When I finish my “exercise pitch” to new patients, I can see they are ready to dash out to the nearest gym to sign up for a lifetime membership. This enthusiasm is terrific but before starting, you need to determine your current level of fitness in order to design the best program for you. The most accurate method of evaluating fitness is measured in a laboratory setting and gauges the amount of oxygen that is consumed by an individual as he or she pedals a stationary bike or runs on a treadmill. While this test is accurate, it is expensive! For the price of a stopwatch and a nine-inch high stool (your local gym may have this available, just ask) you can calibrate your fitness level in the comfort of your own home. Called the “step test”, this three-minute trial measures the body’s ability to recover from exertion. The quicker the body returns to normal, the higher the fitness level. This easy, inexpensive test not only tests current fitness levels but also allows you to measure improvement as you continue a physical activity program. The step test is quite safe, but if you are over thirty-five, or have a history of heart problems, check with your doctor before doing it.
The Step Test
- Take your resting pulse (count your pulse for ten seconds then multiply by six).
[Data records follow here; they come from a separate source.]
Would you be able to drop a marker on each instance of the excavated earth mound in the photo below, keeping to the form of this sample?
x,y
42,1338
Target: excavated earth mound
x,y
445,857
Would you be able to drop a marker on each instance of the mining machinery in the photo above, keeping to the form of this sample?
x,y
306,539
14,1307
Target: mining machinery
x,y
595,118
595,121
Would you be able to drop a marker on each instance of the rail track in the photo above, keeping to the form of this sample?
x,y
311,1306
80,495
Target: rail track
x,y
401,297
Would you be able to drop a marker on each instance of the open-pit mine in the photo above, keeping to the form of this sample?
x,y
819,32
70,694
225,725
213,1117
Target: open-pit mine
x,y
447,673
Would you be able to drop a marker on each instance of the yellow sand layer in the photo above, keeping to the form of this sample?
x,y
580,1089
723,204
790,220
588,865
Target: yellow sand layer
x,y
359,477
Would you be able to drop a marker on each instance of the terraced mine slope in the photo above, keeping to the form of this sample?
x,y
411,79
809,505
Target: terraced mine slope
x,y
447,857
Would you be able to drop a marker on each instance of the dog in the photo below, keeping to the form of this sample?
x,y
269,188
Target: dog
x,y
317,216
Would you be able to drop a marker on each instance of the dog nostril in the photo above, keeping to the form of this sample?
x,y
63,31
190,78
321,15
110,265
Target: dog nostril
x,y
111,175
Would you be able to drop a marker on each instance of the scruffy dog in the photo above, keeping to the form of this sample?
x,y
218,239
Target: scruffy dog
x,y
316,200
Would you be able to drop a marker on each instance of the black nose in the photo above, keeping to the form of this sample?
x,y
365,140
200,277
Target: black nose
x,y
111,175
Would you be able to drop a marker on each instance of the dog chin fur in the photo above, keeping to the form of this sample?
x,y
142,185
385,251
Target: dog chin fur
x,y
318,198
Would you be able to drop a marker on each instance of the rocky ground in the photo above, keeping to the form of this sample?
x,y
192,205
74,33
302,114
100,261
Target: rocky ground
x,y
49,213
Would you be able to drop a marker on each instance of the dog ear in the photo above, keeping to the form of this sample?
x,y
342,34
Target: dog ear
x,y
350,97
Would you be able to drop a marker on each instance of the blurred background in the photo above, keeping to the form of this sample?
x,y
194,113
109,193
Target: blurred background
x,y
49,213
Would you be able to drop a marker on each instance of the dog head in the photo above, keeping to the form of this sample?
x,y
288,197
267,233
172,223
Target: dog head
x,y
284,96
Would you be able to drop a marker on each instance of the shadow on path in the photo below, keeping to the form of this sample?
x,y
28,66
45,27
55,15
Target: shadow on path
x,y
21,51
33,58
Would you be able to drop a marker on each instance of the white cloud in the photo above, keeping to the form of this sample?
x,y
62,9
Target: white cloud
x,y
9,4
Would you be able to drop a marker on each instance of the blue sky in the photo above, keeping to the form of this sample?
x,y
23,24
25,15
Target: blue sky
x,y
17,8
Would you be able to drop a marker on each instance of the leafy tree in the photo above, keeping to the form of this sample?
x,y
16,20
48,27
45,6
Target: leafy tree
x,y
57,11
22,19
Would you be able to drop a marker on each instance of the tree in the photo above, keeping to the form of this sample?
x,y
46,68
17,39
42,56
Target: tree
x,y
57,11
- Place a nine-inch high step stool on a flat, level surface.
- Step up with your right foot, then your left foot.
- Step down with your right foot and follow with the left.
- Complete this step-up, step-down combination in five seconds.
- Holding a stopwatch, step up and down for precisely three minutes.
- Stop. Rest for thirty seconds.
- Take your pulse again.
- If your pulse goes up just a few beats over your resting pulse, you are at maximum fitness level in the program.
- If your pulse rate rises ten beats above your resting rate, you are in good to average shape, at an intermediate level of fitness-with room for improvement. Start the fitness program at the lowest range and work up quickly to maximum levels.
- Pulse rates that are elevated by fifteen beats or more indicate poor to fair fitness. These numbers demonstrate that you should start slowly and gradually build up endurance. You can test yourself at any time during the program to see if your fitness has improved and if you are ready to intensify your workout.
After taking this quick step test, how fit are you?

Very interesting. Thanks dear Doctor.
I read this exact piece in The Pereicone Prescription last night….gonna try it tonight.